Going from Shanghai to Houston, from China to the United States and from the East to the West, I am very proud to be part of this integration.

Seeing the nonstop progress resulting from such integration, I am always filled with pride and excitement for Shanghai's development. At the same time, however, I sometimes feel a little lost and sad when I return to Shanghai because I can no longer smell the snacks peddled at the roadside stands of my childhood or feel the bustling warmth of life in a residential lane.

Sometimes, I can't even tell the difference between living in Shanghai and in the United States. People of my generation, born in the 1980s, have only fleeting memories of the Shanghai culture and lifestyle of the past. That is perhaps the price of progress.

Besides Shanghai, many areas across the globe cherish their beautiful natural resources and their distinctive cultures. These areas draw visitors from all over the world, who bring with them different languages, cultures and ways of thinking.

While integration of cultures is part of modern development, it is regrettable if we don't try to preserve some of what we cherish from the past.

For every city, its native culture is its soul and human roots. Urban development should not be promoted at the cost of destroying indigenous culture and damaging natural resources.

Only by preserving these elements during the process of integration can a city retain its charm, its distinctiveness, its diversity and its vigor.

This delicate balancing act requires an open mind and careful thought.

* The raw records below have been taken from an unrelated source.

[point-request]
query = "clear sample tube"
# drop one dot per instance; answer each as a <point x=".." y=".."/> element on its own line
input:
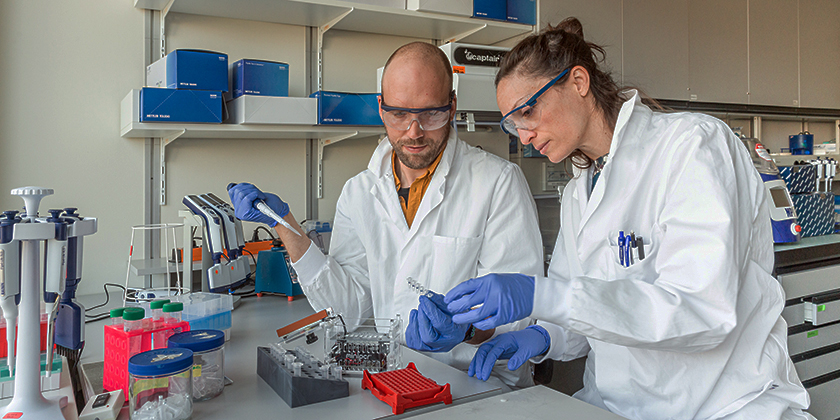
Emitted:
<point x="296" y="368"/>
<point x="336" y="371"/>
<point x="157" y="309"/>
<point x="133" y="321"/>
<point x="116" y="316"/>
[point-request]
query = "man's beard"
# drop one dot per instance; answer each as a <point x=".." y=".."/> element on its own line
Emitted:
<point x="425" y="159"/>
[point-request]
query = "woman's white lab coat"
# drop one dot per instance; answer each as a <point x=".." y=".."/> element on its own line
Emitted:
<point x="476" y="217"/>
<point x="693" y="331"/>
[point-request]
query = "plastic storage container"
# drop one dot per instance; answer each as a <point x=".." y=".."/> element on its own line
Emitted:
<point x="207" y="311"/>
<point x="117" y="351"/>
<point x="116" y="316"/>
<point x="208" y="347"/>
<point x="160" y="385"/>
<point x="204" y="311"/>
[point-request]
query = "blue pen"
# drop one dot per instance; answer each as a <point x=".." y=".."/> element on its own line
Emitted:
<point x="628" y="259"/>
<point x="621" y="247"/>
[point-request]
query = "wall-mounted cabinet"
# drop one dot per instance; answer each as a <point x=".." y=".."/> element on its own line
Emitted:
<point x="774" y="52"/>
<point x="718" y="66"/>
<point x="819" y="53"/>
<point x="656" y="47"/>
<point x="349" y="16"/>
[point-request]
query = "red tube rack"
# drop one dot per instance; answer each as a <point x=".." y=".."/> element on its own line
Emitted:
<point x="405" y="388"/>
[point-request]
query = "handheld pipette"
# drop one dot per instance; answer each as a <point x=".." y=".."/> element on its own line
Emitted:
<point x="264" y="209"/>
<point x="9" y="281"/>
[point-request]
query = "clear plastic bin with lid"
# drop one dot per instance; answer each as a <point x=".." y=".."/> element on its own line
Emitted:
<point x="160" y="384"/>
<point x="208" y="360"/>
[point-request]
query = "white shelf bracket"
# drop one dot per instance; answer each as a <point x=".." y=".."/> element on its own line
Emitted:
<point x="321" y="144"/>
<point x="463" y="35"/>
<point x="163" y="13"/>
<point x="321" y="31"/>
<point x="165" y="141"/>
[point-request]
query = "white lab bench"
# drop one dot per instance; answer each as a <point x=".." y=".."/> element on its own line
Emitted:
<point x="254" y="324"/>
<point x="809" y="272"/>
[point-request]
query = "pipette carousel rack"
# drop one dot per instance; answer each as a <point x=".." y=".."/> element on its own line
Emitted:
<point x="30" y="231"/>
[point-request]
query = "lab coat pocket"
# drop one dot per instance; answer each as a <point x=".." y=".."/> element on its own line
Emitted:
<point x="633" y="263"/>
<point x="454" y="260"/>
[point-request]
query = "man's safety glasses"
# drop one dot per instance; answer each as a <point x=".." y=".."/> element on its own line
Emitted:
<point x="428" y="118"/>
<point x="527" y="116"/>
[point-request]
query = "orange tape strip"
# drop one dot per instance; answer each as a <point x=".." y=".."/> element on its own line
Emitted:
<point x="294" y="326"/>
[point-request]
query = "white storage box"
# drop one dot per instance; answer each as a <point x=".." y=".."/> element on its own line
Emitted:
<point x="452" y="7"/>
<point x="397" y="4"/>
<point x="475" y="92"/>
<point x="251" y="109"/>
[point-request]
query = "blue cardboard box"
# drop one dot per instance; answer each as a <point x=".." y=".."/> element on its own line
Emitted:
<point x="189" y="69"/>
<point x="341" y="108"/>
<point x="180" y="105"/>
<point x="259" y="77"/>
<point x="799" y="179"/>
<point x="490" y="9"/>
<point x="522" y="11"/>
<point x="815" y="213"/>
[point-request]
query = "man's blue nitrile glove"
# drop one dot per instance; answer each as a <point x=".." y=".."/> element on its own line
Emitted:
<point x="518" y="346"/>
<point x="243" y="196"/>
<point x="430" y="326"/>
<point x="505" y="298"/>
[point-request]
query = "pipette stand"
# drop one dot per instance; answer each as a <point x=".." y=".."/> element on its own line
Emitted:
<point x="28" y="402"/>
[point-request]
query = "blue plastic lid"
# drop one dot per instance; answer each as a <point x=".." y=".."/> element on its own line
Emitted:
<point x="198" y="340"/>
<point x="160" y="362"/>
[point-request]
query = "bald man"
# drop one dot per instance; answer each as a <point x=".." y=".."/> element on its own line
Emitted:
<point x="429" y="207"/>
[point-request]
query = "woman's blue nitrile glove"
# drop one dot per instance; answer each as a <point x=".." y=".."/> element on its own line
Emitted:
<point x="518" y="346"/>
<point x="243" y="196"/>
<point x="505" y="298"/>
<point x="430" y="326"/>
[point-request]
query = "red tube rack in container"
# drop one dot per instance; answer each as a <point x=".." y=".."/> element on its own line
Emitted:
<point x="118" y="351"/>
<point x="405" y="388"/>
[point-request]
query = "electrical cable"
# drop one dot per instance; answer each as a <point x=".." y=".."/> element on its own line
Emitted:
<point x="107" y="298"/>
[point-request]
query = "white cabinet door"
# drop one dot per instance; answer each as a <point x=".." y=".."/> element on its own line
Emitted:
<point x="718" y="50"/>
<point x="819" y="53"/>
<point x="656" y="47"/>
<point x="774" y="53"/>
<point x="601" y="21"/>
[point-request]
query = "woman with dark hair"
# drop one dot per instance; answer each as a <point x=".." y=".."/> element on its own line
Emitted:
<point x="662" y="270"/>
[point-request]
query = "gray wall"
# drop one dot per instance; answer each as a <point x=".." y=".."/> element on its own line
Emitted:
<point x="66" y="65"/>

I hope these issues will become important in the process of modern-day development. I hope our children can live on a planet that has retained its human spirit and cultural roots - a place where they can cherish a common dream.

It is my belief that World Expo 2010 Shanghai China will draw global cultures to the city's shores as never before. This confluence will provide another impetus to urban development and give urban dwellers inspiration for a better tomorrow.

I hope this World Expo will be a great success. I am looking forward to this great exposition of human achievement, common understanding and united determination to make the cities of the future places we cherish in tandem with nature.

Yao Ming

Yao Ming, born in Shanghai in 1980, is a professional basketballer who plays for the Houston Rockets of the National Basketball Association.